13 Mei 1998 01:05 WIB
Berat. Itulah yang barangkali Abah Deden rasakan saat ini. Meninggalkan wanita yang telah tidur bersamanya berpuluh-puluh tahun sendirian di rumah. Abah Deden masih ingat selama mereka bersama, tak sekali pun Abah Deden pergi jauh tanpa Mak Esih. Abah Deden seolah memiliki magnet yang besar dalam tubuhnya yang mampu menarik Mak Esih ke mana pun ia pergi. Namun, situasi sekarang berbeda. Jakarta sedang memberontak dan Mak Esih tak sepenuhnya kuat. Membawanya sama saja dengan mengantarnya ke tempat peristirahatan terakhir. Meninggalkannya pun tiada berbeda, tapi Abah Deden seperti makan buah simalakama. Serba salah.
“Kau enggak apa-apa, kan, aku tinggal sendirian di rumah?”
“Mangka na abdi ngiring wae, Bah.” Mak Esih masih berharap dirinya boleh ikut ke Jakarta.
Abah Deden menggeleng lemah, mendesah napas berat. “Kau baik-baik aja di rumah, Mak. Aku janji akan rutin menelepon ke rumah Ceu Pinah. Kalau perlu, setiap hari.”
Mak Esih tersenyum. Senyum yang entah mengapa lebih manis dibandingkan senyum yang selalu ia tunjukkan pada Abah Deden. Senyum yang bertambah lebar di wajah Mak Esih yang semakin semringah. “Kau tak perlu melakukan itu, Bah. Aku hanya ingin kau sehat-sehat di sana, dan pulang bersama anak kita.”
“Jangan ke mana-mana sebelum aku pulang!”
Air mata Abah Deden menetes dari muasalnya. Ia mungkin tak gampang menangis, tapi dini hari itu sepertinya tak lengkap jika ia tidak pergi sambil menangis. Abah Deden memeluk Mak Esih hangat. Pelukan yang teramat erat seolah tidak ada lagi pelukan-pelukan setelahnya. Mak Esih kemudian melepas Abah Deden pergi dengan mobil bak milik seorang tetangga dari kampung yang kebetulan akan ke Jakarta mengantar sayur-sayuran. Mobil bak itu mulai menembus malam. Dari kaca spion, mata Abah Deden tak pernah lepas pada tubuh kurus Mak Esih yang berdiri di depan rumah mereka, sampai jalanan perlahan menelan sosoknya.

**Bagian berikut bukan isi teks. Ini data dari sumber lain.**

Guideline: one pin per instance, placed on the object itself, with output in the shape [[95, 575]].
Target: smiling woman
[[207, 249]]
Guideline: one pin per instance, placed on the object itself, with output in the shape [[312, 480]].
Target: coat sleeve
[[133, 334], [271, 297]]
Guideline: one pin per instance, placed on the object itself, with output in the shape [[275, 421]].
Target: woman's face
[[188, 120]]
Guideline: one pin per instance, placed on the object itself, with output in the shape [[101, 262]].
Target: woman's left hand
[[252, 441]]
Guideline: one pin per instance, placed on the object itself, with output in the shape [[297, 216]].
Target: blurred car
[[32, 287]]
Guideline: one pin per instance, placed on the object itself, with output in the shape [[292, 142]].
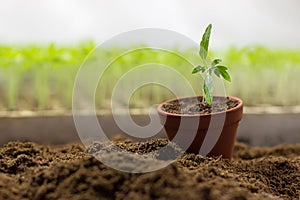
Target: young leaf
[[216, 71], [215, 62], [223, 72], [205, 42], [198, 69]]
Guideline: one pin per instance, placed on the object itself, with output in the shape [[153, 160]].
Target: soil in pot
[[190, 106], [32, 171]]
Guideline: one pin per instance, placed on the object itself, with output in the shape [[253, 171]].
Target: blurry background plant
[[39, 77], [40, 53]]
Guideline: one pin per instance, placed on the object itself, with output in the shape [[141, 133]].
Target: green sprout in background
[[209, 67], [40, 77]]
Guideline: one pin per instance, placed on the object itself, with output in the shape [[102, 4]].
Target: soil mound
[[33, 171]]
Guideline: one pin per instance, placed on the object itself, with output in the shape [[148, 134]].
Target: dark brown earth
[[192, 106], [33, 171]]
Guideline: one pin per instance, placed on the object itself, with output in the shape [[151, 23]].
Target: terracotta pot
[[207, 134]]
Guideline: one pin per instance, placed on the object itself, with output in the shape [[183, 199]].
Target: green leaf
[[208, 96], [205, 42], [216, 71], [223, 72], [215, 62], [208, 88], [198, 69]]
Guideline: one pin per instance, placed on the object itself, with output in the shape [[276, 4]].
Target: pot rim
[[160, 111]]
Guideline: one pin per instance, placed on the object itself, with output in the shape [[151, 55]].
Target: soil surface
[[190, 106], [33, 171]]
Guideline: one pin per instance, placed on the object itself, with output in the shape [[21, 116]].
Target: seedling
[[208, 68]]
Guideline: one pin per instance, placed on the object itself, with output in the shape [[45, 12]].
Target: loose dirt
[[33, 171]]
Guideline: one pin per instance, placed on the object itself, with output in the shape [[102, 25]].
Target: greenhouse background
[[98, 99], [43, 44]]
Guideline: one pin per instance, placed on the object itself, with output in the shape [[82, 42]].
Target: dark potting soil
[[33, 171], [192, 106]]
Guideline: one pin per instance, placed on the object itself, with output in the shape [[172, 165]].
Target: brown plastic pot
[[191, 134]]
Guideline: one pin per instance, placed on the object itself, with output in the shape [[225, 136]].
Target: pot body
[[208, 134]]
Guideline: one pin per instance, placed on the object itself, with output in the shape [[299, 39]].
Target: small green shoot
[[208, 68]]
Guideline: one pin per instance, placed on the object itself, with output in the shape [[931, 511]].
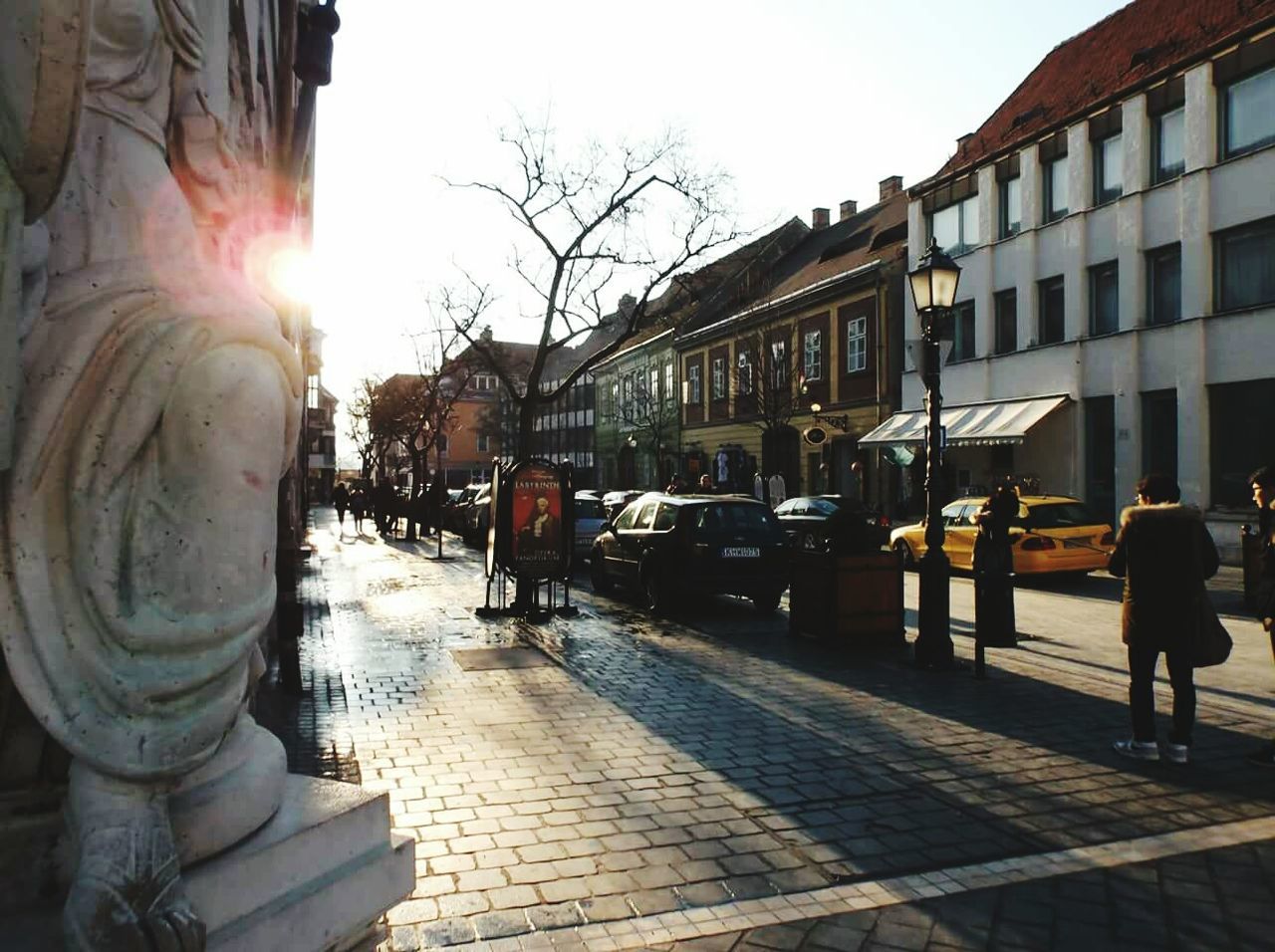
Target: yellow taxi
[[1056, 534]]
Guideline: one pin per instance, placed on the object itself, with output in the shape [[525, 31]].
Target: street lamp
[[933, 290]]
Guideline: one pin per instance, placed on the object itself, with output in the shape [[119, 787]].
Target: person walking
[[341, 500], [1164, 554], [1262, 483], [778, 490], [993, 573], [359, 507]]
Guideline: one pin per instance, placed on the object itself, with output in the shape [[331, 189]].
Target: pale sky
[[805, 104]]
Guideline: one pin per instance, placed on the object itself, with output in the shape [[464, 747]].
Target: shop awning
[[973, 424]]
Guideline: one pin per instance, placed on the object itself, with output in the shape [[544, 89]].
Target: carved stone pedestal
[[317, 877]]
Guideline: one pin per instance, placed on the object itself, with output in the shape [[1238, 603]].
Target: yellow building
[[827, 333]]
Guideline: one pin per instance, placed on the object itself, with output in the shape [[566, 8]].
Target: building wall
[[1202, 350], [862, 396], [618, 460]]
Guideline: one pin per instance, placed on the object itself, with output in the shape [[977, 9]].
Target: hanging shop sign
[[494, 519], [815, 436]]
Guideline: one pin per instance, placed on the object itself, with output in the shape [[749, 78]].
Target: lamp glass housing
[[933, 283]]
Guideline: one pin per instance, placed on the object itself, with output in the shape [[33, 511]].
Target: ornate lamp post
[[933, 288]]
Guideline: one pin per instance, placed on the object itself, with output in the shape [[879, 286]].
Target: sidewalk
[[640, 784]]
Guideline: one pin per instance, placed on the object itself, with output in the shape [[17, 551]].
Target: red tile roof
[[1135, 45]]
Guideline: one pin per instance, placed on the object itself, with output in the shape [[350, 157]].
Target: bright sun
[[291, 273]]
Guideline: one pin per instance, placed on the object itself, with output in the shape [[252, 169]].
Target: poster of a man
[[537, 522], [541, 531]]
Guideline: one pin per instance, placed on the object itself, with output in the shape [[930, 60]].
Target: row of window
[[811, 365], [1247, 122], [1244, 277]]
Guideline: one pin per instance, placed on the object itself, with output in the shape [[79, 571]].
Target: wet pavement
[[638, 784]]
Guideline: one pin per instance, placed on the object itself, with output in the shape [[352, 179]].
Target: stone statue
[[157, 405]]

Abah Deden akhirnya pergi dengan hati yang berat. Ia memang berjanji pada Mak Esih tak akan pergi terlalu lama, tapi ia sendiri sebenarnya tidak yakin dengan ucapannya. Ia mengatakan itu agar Mak Esih tak perlu menyimpan banyak kecemasan lagi dalam kepalanya, begitu pula dengannya.
***
“Asep ku naon, Bah?” tanya Ujang, sang empunya mobil bak yang ditumpangi Abah Deden. Ujang memang sering bolak-balik Jakarta mengantar sayur-sayuran hasil perkebunan di kampung. Abah Deden juga biasa menitipkan sayurannya, tepatnya sawi dan bayam yang Abah Deden tanam banyak di belakang rumah, pada Ujang untuk dijual di sana. Hasilnya kadang lebih baik dibanding dijual di pasar kampung.

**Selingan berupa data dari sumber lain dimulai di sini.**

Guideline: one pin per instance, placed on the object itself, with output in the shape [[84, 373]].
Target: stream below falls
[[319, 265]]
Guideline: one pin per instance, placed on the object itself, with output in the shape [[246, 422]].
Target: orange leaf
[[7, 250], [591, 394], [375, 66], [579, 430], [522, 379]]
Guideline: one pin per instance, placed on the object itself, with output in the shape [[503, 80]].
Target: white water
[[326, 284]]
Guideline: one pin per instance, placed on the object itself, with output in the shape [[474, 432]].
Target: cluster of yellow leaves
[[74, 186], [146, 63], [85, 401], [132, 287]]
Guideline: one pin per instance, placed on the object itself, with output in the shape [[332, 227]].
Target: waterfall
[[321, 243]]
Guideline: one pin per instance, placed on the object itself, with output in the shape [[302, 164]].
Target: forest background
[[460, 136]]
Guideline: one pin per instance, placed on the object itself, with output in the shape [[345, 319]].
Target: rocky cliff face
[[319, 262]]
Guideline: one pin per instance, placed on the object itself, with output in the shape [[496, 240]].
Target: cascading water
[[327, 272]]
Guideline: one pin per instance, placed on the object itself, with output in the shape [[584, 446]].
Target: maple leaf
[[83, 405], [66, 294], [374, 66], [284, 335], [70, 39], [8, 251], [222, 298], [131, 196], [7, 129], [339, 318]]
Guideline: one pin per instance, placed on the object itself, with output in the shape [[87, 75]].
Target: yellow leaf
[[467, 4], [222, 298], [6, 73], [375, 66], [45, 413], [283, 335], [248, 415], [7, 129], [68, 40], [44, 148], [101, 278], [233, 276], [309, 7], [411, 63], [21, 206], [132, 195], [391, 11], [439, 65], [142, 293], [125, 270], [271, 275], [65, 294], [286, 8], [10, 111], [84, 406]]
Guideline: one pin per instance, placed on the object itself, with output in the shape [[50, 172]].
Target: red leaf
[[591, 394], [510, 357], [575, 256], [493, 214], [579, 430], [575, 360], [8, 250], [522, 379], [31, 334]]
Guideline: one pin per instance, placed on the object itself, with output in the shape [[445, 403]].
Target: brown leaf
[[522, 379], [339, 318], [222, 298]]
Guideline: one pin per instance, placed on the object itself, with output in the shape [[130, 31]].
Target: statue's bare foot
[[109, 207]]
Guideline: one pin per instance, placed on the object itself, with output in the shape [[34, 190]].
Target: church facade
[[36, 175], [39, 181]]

“Atos dua minggu henteu berkabar, Nak. Abah jadi khawatir. Makanya, Abah mau nyusul,” jawab Abah Deden berterus terang.
“Jakarta memang lagi agak genting, Bah. Tapi, saya mah enggak pernah khawatir kalau soal Asep. Dia mah dari dulu kuat. Dia pasti bisa jaga diri. Mungkin lagi sibuk makanya enggak sempat berkabar.”
Abah Deden tersenyum menanggapi cerita Ujang. Asep dan Ujang memang berteman dekat di kampung. Dulu, ketika masa sekolah, kalau Asep hilang dalam pandangan, berarti ia sedang bersama Ujang. Main layangan di lapangan atau berenang di sungai.
“Abah jadi ingat waktu kalian main di kali. Abah hampir jantungan lihat Asep loncat dari pohon.”
Ujang tertawa. “Itu Asep sendiri yang mau, Bah. Abdi teh mana berani. Sudah saya bilangin juga ke Asep, nanti dahannya ambruk. Eh, masih nekat aja naik. Tapi, Abah baik banget. Asep enggak dimarahin. Kalau emak saya yang tahu, disabet rotan kali saya, Bah.”
“Emaknya Asep oge kitu.”
“Asep kena marah Mak Esih, Bah?”
“Enggak. Soalnya dia enggak tahu. Kalau sampai tahu, ya, bukan disabet lagi. Mungkin dipentung pakai kayu beduk.”